Here are some of the highlights of the report, available in full here:

  • The terminology used is both interesting and broad. For example, media here is defined as “the means by which we communicate.” So when the authors write that “foundations are increasingly supporting media-related work,” that can mean a lot of different things far beyond news, including broadband installation and educational TV programs. This is one reason why, for example, this report finds the Newseum to be the top media grant recipient of 2009-11. (The Freedom Forum alone gave the Newseum $121.4 million. The others in the top ten are four universities, one public television station, and two public radio stations, as well as NPR and WGBH’s Educational Foundation.)
  • The biggest donors? Number 1 is The Freedom Forum, for the reason just mentioned. The rest of the top 10 is full of familiar names: Gates, Knight, MacArthur, Ford, Annenberg, Mellon, Lucas, Sloan, and Reynolds. (Disclosure: The Nieman Foundation’s probably worked with all of those at one point or another — and we’ve gotten grants from most. Knight has funded Nieman Lab directly.) Those are for all media giving.
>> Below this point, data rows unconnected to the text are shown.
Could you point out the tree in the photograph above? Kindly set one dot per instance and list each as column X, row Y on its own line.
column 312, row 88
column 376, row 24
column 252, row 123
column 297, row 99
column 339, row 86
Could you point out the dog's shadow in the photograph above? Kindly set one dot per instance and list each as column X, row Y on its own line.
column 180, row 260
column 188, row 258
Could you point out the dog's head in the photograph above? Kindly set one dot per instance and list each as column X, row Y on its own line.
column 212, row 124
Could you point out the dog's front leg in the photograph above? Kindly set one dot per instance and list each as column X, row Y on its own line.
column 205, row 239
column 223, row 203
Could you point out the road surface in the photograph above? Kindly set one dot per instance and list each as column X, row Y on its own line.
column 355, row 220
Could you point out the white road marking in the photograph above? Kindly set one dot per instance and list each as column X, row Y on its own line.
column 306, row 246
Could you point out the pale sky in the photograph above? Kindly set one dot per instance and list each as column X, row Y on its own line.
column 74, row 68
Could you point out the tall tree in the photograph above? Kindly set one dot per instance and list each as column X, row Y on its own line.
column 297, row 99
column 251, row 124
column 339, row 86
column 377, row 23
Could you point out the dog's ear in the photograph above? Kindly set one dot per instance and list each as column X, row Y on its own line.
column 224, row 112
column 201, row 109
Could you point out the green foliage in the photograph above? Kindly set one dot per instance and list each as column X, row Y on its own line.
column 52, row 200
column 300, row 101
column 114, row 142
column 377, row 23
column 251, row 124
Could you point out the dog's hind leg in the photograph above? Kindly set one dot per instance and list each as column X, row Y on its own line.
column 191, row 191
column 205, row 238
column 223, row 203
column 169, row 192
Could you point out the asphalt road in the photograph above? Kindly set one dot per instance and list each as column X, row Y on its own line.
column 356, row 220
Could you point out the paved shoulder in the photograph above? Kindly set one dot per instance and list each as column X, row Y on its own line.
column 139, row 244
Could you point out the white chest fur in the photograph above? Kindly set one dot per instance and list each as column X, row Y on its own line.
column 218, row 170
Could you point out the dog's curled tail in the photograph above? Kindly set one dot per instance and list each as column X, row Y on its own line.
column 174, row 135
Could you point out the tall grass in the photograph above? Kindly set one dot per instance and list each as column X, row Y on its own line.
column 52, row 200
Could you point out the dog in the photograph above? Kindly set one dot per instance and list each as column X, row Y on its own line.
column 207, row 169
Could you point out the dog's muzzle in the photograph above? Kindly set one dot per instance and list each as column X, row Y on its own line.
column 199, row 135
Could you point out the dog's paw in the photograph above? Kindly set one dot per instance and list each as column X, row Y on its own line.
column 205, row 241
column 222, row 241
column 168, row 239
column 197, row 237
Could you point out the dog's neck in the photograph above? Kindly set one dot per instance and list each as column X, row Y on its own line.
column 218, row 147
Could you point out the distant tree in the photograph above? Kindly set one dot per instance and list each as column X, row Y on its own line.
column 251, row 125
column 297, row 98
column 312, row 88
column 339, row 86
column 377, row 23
If you limit it just to journalism-related giving, you add Lilly, Lumina, McCormick, and The California Endowment to the mix.
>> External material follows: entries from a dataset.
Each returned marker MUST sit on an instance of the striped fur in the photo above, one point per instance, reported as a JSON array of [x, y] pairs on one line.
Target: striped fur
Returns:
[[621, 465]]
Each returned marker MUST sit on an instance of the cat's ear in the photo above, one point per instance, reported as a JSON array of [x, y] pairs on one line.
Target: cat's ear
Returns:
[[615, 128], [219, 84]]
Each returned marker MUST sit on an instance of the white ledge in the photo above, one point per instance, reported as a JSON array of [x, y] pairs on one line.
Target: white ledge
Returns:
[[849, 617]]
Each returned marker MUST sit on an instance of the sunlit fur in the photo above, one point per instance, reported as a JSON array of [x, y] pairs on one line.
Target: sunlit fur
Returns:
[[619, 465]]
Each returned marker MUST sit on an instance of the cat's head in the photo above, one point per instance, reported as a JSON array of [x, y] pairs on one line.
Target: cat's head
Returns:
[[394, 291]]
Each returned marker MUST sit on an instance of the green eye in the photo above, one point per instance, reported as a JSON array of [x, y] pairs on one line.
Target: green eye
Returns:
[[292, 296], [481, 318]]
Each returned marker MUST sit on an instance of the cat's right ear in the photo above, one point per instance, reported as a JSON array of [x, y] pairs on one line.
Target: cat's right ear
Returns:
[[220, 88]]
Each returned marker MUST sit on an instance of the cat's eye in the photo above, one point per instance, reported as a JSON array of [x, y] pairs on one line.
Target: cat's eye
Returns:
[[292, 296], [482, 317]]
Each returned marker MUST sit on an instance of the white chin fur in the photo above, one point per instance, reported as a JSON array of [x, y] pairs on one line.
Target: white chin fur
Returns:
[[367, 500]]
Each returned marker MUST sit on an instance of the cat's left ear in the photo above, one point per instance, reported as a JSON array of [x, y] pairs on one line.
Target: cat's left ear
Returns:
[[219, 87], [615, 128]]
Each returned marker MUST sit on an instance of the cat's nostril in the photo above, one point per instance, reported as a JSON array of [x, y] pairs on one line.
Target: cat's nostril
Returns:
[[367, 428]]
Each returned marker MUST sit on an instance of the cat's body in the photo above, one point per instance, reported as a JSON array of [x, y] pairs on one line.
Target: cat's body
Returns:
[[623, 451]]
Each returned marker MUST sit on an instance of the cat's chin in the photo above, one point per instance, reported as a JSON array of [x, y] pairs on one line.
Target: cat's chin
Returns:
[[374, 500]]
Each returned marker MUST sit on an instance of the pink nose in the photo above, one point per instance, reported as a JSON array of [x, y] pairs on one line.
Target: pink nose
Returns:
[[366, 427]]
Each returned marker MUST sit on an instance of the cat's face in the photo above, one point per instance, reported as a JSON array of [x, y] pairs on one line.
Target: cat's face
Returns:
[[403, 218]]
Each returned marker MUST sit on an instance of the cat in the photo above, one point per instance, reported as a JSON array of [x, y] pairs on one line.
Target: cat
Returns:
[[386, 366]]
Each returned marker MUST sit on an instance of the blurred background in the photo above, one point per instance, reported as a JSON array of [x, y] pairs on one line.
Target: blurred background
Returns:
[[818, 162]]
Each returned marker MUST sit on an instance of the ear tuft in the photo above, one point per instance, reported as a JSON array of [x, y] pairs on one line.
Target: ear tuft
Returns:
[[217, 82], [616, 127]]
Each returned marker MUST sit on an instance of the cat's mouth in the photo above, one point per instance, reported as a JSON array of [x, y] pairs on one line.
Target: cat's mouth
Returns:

  • The data set analyzed includes only grants of more than $10,000, excluding the small grants which, some argue, journalism nonprofits in the future will have to rely on more rather than individual, major donations. (Notably, the report also excludes individual and public donors in an effort to focus on community and private grants.)
  • Regionally, the West, South, and Northeast quadrants of the U.S. received a little less than a third of the overall media grant spending, leaving only 13.4 percent of the grants for organizations in the Midwest. The Midwest was also outstripped in grants made by the other regions, granting just $81 million in 2011 compared to $172, $206, and $229 million in the South, Northeast, and West, respectively.
  • The majority — 55 percent — of grants went to “media platforms,” which include TV, radio, mobile, print, and more. The largest share of that — 16.4 percent of the total — went to web-based media. Among platform categories, mobile funding grew the most between 2009 and 2011, with a 186.6 percent increase. Interestingly, the biggest decrease by platform was in video and film funding, with a 21.1 percent reduction in funding.
  • 28.3 percent of grants went to journalism projects. Funding for advocacy, constituent, and citizen journalism combined made up only about 1 percent of grants received, while 1.5 percent of funding went to investigative projects. From 2009 to 2011, the funding for journalism remained relatively steady, with a slight dip between 2009 and 2010 but growth overall, for a grand total of over half a billion dollars.
  • In comparison, less than 3 percent of total grants went to telecommunications infrastructure, a category that includes assistance with Internet access among other telecomm services. That was the only category to experience a decrease in funding between 2009 and 2011.
  • Meanwhile, funding for media applications and tools grew the most, by 107.8 percent between 2009 and 2011. That category included games, granting for which increased by an impressive 162.2 percent, and geographic information systems, which also more than doubled. Overwhelmingly, grants in these categories were given to institutions of higher learning, including the University of Washington, MIT, and Caltech; the top granter in this category was Knight Foundation, followed closely by Gates.
  • It’s probably worth noting that in no category did a primarily web-focused media company make the top ten grant receivers. With the exception of the Harper’s Magazine Foundation, all news outlets in those categories were broadcast organizations; funding for public broadcasting grew by $18 million between 2009 and 2011. But overall, even as grants to print and broadcast media increased, the increase in funding for strictly mobile and web-based organizations was four times greater.

Because of the new taxonomy for media granting used in the report, the authors found it difficult to compare their findings with other, previous work in the same arena. For further exploration of the data they gathered, check out the Media Impact Funders website.